If you don’t believe me, ask Ben Affleck, who wants out of the role after two dreadful films (Batman v Superman, Justice League) and an uncredited appearance in Suicide Squad.
It’s true that Affleck has a way of ruining awesome shit — like cigarettes, or dating Jennifer Lopez, or Total Request Live. But the Batman thing is not his fault. Batman is and always has been garbage. Christian Bale looks happier putting on 100 pounds to play goddamn Dick Cheney than he ever did stuck in Christopher Nolan’s tedious trilogy. It took two decades to clinch the Michael Keaton comeback we were all craving. They literally didn’t let Adam West play a different person for the last half-century of his life. George Clooney got a batsuit with rollerblades and Uma Thurman as a love interest and it still wasn’t worth it. God only knows what the character did to poor Val Kilmer.
Yet Affleck, even as his body language screams for a nuclear warhead to fall directly on Comic-Con, insists on pretending that the Caped Crusader is everything he wants out of A-list stardom: “Being Batman is the coolest fucking part in any universe. I’m so thrilled to do it,” he’s told us, lying through his teeth. “It’s fucking amazing [to] have this history of this great studio… They said to me, ‘We want you to be our Batman,’ and I believe them.’” What the hell does that mean? He believes Warner Bros. is willing to pay him millions of dollars to grow a day’s worth of stubble, glue a rubber cowl on his head and growl a few lines like “Get down!” and “Hold on!” and “Gotham… it’s a city” to break up 160 minutes of CGI diarrhea? Of course they are. That’s how they make billions.
It beggars belief to suggest that portraying Batman is some kind of dream come true. It’s more like the promotion you dread — to a thankless gig with a small pay bump and quadruple the responsibilities. At best, you’re a dull straight man sharing the screen with supporting actors who go full tilt as psychotic clowns and mobsters with penguin flippers for hands. In the D.C. Extended Universe, the task is even bleaker: Affleck is just an emo, post-traumatic mirror version of the already incredibly boring Superman. Isolate any single frame of the performance and you have a ready-made meme about regret.

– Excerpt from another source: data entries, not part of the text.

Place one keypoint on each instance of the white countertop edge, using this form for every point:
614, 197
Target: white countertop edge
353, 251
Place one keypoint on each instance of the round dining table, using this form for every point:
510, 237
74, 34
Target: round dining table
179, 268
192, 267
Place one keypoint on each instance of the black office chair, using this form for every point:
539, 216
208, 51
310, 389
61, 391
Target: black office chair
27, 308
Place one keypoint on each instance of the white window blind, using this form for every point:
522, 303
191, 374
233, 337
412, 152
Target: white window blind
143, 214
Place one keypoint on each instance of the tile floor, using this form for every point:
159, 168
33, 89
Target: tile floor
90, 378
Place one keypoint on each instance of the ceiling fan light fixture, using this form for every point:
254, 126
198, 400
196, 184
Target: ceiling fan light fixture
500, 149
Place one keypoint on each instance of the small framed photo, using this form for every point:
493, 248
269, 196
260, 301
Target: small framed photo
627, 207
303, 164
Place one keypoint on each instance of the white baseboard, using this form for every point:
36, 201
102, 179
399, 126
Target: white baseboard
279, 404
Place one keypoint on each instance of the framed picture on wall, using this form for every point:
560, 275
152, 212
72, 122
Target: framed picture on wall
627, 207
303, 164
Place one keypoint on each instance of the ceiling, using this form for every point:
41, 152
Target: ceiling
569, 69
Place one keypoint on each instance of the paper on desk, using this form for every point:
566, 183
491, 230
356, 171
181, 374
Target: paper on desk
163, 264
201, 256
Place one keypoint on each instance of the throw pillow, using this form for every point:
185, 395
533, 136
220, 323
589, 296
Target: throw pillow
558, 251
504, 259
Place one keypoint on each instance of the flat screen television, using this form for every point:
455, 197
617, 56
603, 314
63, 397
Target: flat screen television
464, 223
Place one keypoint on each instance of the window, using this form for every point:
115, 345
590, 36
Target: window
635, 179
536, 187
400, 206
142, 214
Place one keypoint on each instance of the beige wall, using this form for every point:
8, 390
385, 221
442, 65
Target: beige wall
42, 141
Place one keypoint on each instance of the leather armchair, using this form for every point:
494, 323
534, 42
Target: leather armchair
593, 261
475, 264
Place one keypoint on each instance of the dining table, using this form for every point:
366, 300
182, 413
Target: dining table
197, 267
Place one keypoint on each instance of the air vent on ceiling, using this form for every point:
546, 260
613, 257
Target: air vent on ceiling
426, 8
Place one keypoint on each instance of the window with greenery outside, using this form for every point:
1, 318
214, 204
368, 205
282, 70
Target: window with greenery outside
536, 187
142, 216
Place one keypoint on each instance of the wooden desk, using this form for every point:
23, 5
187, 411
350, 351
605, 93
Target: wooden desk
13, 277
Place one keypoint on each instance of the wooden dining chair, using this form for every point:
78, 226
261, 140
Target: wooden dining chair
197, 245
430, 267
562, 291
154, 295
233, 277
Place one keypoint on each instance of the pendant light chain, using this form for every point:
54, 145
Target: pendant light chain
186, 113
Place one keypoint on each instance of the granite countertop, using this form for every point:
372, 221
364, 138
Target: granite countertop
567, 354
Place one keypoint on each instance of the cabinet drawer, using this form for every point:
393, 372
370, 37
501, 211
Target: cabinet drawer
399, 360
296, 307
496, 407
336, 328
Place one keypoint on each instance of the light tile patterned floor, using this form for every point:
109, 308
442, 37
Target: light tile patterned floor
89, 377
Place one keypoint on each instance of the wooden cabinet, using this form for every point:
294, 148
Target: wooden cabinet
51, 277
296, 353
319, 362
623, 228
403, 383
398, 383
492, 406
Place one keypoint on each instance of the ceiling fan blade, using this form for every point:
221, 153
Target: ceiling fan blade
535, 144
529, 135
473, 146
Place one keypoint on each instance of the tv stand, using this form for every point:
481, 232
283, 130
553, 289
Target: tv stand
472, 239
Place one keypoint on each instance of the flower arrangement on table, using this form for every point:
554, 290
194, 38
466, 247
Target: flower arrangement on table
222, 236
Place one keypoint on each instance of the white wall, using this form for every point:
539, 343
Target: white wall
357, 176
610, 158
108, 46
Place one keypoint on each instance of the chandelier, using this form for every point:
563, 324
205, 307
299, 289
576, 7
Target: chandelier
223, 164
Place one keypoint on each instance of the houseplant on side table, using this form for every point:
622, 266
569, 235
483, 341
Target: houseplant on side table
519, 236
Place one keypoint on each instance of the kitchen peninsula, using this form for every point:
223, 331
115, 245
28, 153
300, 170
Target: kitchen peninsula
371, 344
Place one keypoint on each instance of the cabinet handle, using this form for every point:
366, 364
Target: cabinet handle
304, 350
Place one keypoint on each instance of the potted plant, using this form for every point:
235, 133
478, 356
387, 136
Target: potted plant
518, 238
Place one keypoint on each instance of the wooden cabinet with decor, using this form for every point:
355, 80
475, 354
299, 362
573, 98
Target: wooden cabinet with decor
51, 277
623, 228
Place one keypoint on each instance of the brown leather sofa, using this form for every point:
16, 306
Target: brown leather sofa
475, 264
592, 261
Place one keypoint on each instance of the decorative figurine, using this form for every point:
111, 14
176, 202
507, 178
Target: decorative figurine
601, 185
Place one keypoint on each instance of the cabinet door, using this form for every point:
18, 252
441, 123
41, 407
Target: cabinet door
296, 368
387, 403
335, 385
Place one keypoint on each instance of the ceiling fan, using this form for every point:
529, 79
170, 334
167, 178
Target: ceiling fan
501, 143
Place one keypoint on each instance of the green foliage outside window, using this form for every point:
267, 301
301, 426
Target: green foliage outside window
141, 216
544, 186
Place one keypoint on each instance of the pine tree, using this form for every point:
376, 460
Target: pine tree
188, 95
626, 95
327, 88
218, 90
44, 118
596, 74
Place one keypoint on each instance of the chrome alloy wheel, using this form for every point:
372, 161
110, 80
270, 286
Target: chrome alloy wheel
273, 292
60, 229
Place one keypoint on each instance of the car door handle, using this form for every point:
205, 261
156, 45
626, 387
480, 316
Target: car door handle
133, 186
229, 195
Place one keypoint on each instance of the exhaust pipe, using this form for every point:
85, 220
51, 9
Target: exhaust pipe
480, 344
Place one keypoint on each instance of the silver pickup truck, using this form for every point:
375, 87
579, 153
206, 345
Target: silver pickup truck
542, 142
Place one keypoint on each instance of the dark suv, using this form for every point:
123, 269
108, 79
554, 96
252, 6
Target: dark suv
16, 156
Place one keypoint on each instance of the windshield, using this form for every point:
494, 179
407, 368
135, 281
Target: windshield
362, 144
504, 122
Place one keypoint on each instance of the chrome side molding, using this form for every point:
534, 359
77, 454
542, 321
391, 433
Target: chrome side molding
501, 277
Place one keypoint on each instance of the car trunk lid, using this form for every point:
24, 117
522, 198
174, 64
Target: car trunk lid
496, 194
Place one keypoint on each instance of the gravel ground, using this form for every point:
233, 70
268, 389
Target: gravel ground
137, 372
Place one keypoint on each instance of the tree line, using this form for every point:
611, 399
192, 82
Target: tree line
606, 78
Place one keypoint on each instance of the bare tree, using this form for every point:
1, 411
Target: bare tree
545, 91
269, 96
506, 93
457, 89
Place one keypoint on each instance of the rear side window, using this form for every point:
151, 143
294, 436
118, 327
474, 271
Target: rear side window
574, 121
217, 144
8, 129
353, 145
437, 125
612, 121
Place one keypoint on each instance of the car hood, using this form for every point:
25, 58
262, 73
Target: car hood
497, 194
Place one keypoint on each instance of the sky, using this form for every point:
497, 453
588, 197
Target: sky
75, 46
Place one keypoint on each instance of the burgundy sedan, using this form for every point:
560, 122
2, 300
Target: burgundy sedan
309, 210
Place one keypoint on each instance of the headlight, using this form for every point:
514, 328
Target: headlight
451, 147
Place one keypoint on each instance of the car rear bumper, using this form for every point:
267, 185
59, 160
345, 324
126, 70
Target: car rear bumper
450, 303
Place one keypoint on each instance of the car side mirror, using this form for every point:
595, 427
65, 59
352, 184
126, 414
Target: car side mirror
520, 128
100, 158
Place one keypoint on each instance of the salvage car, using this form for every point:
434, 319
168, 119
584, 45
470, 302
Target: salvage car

If Daniel Craig can say that he’d rather slash his wrists than continue to star in James Bond films, why can’t Ben admit that life as Batman blows? There’s no shame in hating to show up for work; it’s actually relatable. I don’t buy for a second that you enjoy working out 18 hours a day to pack on the superhero muscle — we all know you’d rather be slamming McDoubles and Sam Adams seasonal brews, or napping in a car parked outside Home Depot. Zack Snyder doesn’t even let you put on that atrocious Boston accent, which is perhaps the only perk that would make any of this crap worthwhile.
Affleck is far from perfect, but he deserves better. And by “better,” I mean worse: Each year he wastes as Batman means we are denied transcendent trash like The Accountant, Live by Night and Gigli , which remind us what a beautiful range of mediocrity he truly represents. I guess technically he did churn those first two out while also slogging through his comic-book obligations, but still, I want him to have room to focus on the stand-alone bombs that have long been his bread and butter. Leave the stifling mantle of Batman to 8-year-olds on Halloween, and leave the franchise game to Robert Downey Jr., who will be carrying Marvel storylines well into his seventies. Take wing, Ben, into the dusk, away from the fanboys and monthlong media junkets. Fly now! There’s a signal in the sky, shaped like the silhouette of a regular old dirtbag celebrity. Be a hero to yourself.